Letter to my father about Anger. Dated 7/29/19


Dear Dad,

It seems like I'm doing the steps out of order. I have been having a lot of anger recently and I am baffled as to why. Here we are 8.5 months into this process and NOW I get angry? That really pisses me off. I didn't do my writing assignment last week. I sat down to write, looked at some pictures and went through some documents and suddenly I was absolutely enraged. I just couldn't stand the notion that no matter how many letters I write, quotes I read, candles I burn or tears I shed you still have the nerve to be gone! How can you be gone but all of this stuff is still here? Maybe the Vikings had the right idea, sending the dead off with all their treasure and setting it on fire. A much easier method of estate planning.


Not getting to share the day to day with you kills me. I am so angry that you died when I am only 30 and I still have so much left to do that I wanted you there for. I may have mentioned how jealous I am of my brother that he got 60 years of having a dad and in many ways I feel cheated. Maybe I'm angry at you for having a kid at 52. What where you thinking? I don't want to be angry at you, Sherry struggles with this too sometimes. We want to cherish memories and not struggle with post death questions because you don't get to write back. All of these feelings have nowhere to go. I think I read somewhere that grief is just love that has nowhere to go and I feel like I'm standing on a cliff and nothing can fill that space. Behind me is my life with you and in front of me is a void.

I am angry that the world moves on. I am angry that people think I'm fine or don't understand why I blow up or loose my cool when they they've done something wrong or insensitive. It makes it so hard to relate to people. On Friday I was so sleep deprived and miserable that I snapped. I lost it in my car while driving to work and hit another car and couldn't stop sobbing. A very kind woman/spirit who saw the fender bender ran up to my window and said "What's wrong?"

All I could get out was "My father is gone and I don't know what to do!"

She leaned into my window and hugged me and said "Baby it's going to be okay, you are going to be okay."

I shocked myself in that moment of raw intensity. How this pain is still so close to the surface. I was fooling myself that I was this calm, collected grief expert - that was a fun lie. Now I feel angry that I didn't fall apart more when everyone was expecting it of me. Now my friends think I should be fine and I don't want to pretend that my heard bleeds every day. I am angry and scared that I have so much more of my life ahead that I will have to feel like this.
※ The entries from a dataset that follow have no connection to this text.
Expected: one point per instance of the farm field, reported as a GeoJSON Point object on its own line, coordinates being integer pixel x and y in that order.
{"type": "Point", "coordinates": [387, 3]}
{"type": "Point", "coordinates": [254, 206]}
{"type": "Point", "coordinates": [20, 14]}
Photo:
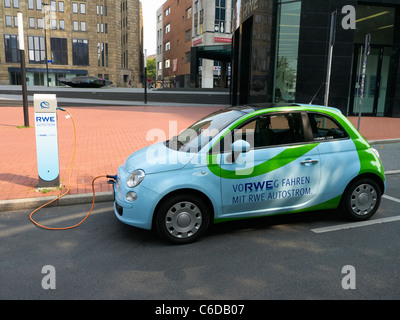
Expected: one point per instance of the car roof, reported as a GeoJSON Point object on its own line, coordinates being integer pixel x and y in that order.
{"type": "Point", "coordinates": [260, 106]}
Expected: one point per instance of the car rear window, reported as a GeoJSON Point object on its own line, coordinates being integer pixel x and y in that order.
{"type": "Point", "coordinates": [325, 128]}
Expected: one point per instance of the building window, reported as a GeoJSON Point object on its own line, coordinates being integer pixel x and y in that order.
{"type": "Point", "coordinates": [36, 49]}
{"type": "Point", "coordinates": [80, 52]}
{"type": "Point", "coordinates": [31, 22]}
{"type": "Point", "coordinates": [59, 50]}
{"type": "Point", "coordinates": [188, 13]}
{"type": "Point", "coordinates": [11, 48]}
{"type": "Point", "coordinates": [75, 26]}
{"type": "Point", "coordinates": [102, 54]}
{"type": "Point", "coordinates": [188, 35]}
{"type": "Point", "coordinates": [287, 45]}
{"type": "Point", "coordinates": [220, 16]}
{"type": "Point", "coordinates": [8, 21]}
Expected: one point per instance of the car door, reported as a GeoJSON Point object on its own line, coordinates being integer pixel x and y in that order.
{"type": "Point", "coordinates": [339, 159]}
{"type": "Point", "coordinates": [279, 173]}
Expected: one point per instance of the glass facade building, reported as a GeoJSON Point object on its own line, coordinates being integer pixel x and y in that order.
{"type": "Point", "coordinates": [281, 53]}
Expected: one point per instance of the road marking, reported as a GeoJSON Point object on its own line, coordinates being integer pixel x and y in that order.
{"type": "Point", "coordinates": [391, 198]}
{"type": "Point", "coordinates": [355, 224]}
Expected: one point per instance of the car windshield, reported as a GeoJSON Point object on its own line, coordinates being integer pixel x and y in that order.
{"type": "Point", "coordinates": [194, 138]}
I am not angry at you for dying, but I am angry that I am so young and will have lost you for the majority of my life. Parents are supposed to be there for more than 30 years. Yes there are plenty of people that lose parents earlier, my mom lost her dad in a helicopter crash when she was 17, but that isn't my loss and doesn't negate the rage I feel at your absence.

It seems impossible that this is something that I can not solve.

I am angry that the world keeps moving. Why hasn't everything stood still? How can this loss not stop time like like it did for me? I am angry that you were so much older my entire life and everyone assumed you were my grandfather. I am angry that you were so withdrawn in so many ways and couldn't express yourself. I am angry that you didn't say I love you the last time I saw you. I am angry that you won't be at my wedding and that there will be a sadness on a day like that. I am angry that I don't get to learn more from you and that you had so much that you didn't share. I am angry that I feel like I'm moving on and not mourning all the time. I am angry that you were not a partner in your dying, you left us to fend for ourselves, unwilling or unable to come to grips with the reality of your own mortality. I am angry that so much time was taken from us and so many restrictions were placed on my life at a time when I could have been with you and needed you. I know you were protecting me by not fighting for more time but I lost either way. Your marriage to my mother was only 5 years but the divorce seemed to go on forever with me stuck in the middle of an impossible situation. I am angry that you are gone. I am angry that my love for you has nowhere to go.